Perceptron, MLP, and Backpropagation October 10, 2021

Perceptron

Perceptron is a small unit in neural networks. It takes n inputs, computes a weighted sum of them, and applies a step function or one of its variants on the weighted sum. The goal of training is to find weights that minimize the prediction error.

We are going to create a simple classifier using Perceptron that predicts the language (among C, C#, C++, D, Haskell, Java, JS, PHP, Python, and Rust) in which a program is written. For this simple example I just use the number of occurences of 22 tokens as features.

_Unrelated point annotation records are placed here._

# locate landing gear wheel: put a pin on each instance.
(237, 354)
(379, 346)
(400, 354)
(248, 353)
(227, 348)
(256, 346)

You can download the test and train data from the following links: proglang_test proglang_train

The following lines of code, train a multi-class classifier and evaluate it.

import pandas
from sklearn.linear_model import Perceptron

data_test = pandas.read_csv('proglang_test.csv')
data_train = pandas.read_csv('proglang_train.csv')

# feature columns
X_test = data_test.iloc[:, 0:-2]
X_train = data_train.iloc[:, 0:-2]

# labels
y_test = data_test.iloc[:, -2] 
y_train = data_train.iloc[:, -2]

# train the classifier
classifier = Perceptron()
classifier.fit(X_train, y_train)

# evaluate the classifier
print('Mean accuracy:', classifier.score(X_test, y_test))
Mean accuracy: 0.95

Multi-layer Perceptron

A multi-layer perceptron has 1) one input layer, 2) a number of hidden layers, and 3) an output layer. The building blocks in this kind if network is the Perceptron. Each layer is fully connected to the next layer. The message passes in one direction (from lower layer to upper layers) so it is conviniently called feed forward network. If there are several hidden layers then it is called a deep network.

Backpropagation

After the weights of the model is set to random values, one small batch of samples are run through the network in forward direction until it makes the final predictions. Then, the error is measured in reverse---or backwards---for each layer with the goal of finding how much each connection contributes to the error. Finally, the weights are re-adjusted based on the computed values. As I mentioned earlier, in the original Perceptron, a step function was used at the final step. In modern MLPs, however, this step function is replaced by other activation functions such as tanh and relu.

Reference

  • Géron, Aurélien. Hands-on machine learning with Scikit-Learn, Keras, and TensorFlow: Concepts, tools, and techniques to build intelligent systems. O'Reilly Media, 2019.